Hiszpańscy biskupi odnieśli się negatywnie do prób legalizacji w ich kraju instytucji surogatek, czyli kobiet oferujących donoszenie w swych łonach zarodków innych małżeństw. Rzecznik tamtejszego episkopatu ks. José Gil Tamayo wyjaśnił przy tym, że - zdaniem biskupów - szkodliwa dla społeczeństwa jest już sama dyskusja nad kwestią tzw. macierzyństwa zastępczego.
"Dzieci i kobiety nie mają ceny. Macierzyństwo zastępcze jest formą wykorzystywania kobiety i dziecka, które staje się w ten sposób przedmiotem konsumpcji, a w grę wchodzą pieniądze, którymi wynagradzane są za swoje usługi surogatki" – powiedział rzecznik.
Prawo hiszpańskie zakazuje zawierania umów na tzw. wynajem brzucha. Nawet jeśli strony porozumiały się co do kwoty za usługę surogatki, to kontrakt nie ma żadnej mocy, a kobieta po porodzie może odstąpić od porozumienia i pozostać z dzieckiem. Dodatkowo za udział w tym procederze obowiązują kary od 10 tys. do 1 mln euro.
Od kilku lat w hiszpańskich mediach i kołach politycznych trwa ożywiona dyskusja nad możliwością legalizacji surogatek.
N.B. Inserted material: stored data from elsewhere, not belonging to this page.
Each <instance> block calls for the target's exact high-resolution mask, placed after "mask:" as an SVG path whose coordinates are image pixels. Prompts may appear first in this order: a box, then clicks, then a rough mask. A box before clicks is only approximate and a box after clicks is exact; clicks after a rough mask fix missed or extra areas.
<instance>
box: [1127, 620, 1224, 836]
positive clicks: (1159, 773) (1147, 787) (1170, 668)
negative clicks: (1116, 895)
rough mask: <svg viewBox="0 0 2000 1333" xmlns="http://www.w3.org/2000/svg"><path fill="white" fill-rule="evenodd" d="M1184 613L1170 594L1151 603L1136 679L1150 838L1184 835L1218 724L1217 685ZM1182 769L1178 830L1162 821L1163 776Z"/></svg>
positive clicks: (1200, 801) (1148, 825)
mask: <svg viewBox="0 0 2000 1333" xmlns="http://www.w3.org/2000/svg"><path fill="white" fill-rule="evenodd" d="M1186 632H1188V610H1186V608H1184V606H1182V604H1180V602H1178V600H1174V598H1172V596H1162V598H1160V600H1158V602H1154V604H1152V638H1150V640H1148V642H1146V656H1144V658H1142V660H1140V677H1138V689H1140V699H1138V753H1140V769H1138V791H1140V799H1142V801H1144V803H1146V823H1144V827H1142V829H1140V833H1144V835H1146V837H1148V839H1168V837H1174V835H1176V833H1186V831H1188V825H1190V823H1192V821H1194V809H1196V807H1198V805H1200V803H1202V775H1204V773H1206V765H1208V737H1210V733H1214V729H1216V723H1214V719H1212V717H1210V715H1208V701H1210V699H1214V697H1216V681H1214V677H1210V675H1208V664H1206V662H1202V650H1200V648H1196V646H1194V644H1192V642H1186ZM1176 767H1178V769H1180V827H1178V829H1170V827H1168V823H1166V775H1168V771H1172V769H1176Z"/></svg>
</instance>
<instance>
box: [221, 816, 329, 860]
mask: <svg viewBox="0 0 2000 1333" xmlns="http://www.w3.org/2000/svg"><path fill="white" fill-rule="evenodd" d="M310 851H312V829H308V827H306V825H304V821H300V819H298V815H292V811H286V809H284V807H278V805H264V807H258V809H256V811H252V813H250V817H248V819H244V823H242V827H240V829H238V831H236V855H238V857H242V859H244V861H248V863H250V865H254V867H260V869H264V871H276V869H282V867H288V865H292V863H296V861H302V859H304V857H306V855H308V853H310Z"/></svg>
W minionym roku przeciwnicy tego rodzaju usług zyskali tam nieoczekiwanego sojusznika – feministki. Partia Feministek Hiszpańskich (PFE) złożyła pozew do madryckiego sądu, żądając likwidacji targów Surrofair, popularyzujących usługi surogatek. Lewicowe aktywistki stwierdziły w pozwie, że wynajem brzucha jest najnowszą formą prostytucji i handlu ludźmi. Według PFE organizujące imprezę wystawienniczą pismo "Babygest" pomaga pośrednio Hiszpankom w wyjazdach do Rosji, Grecji i na Ukrainę, gdzie w sposób legalny i taniej niż w swojej ojczyźnie mogą one wynająć surogatkę.
Według feministek hiszpańskie surogatki zarabiają na nielegalnym procederze od 50 do 200 tys. euro. Tymczasem w Europie Wschodniej “zastępczą matkę” można wynająć już za 20 tys. euro.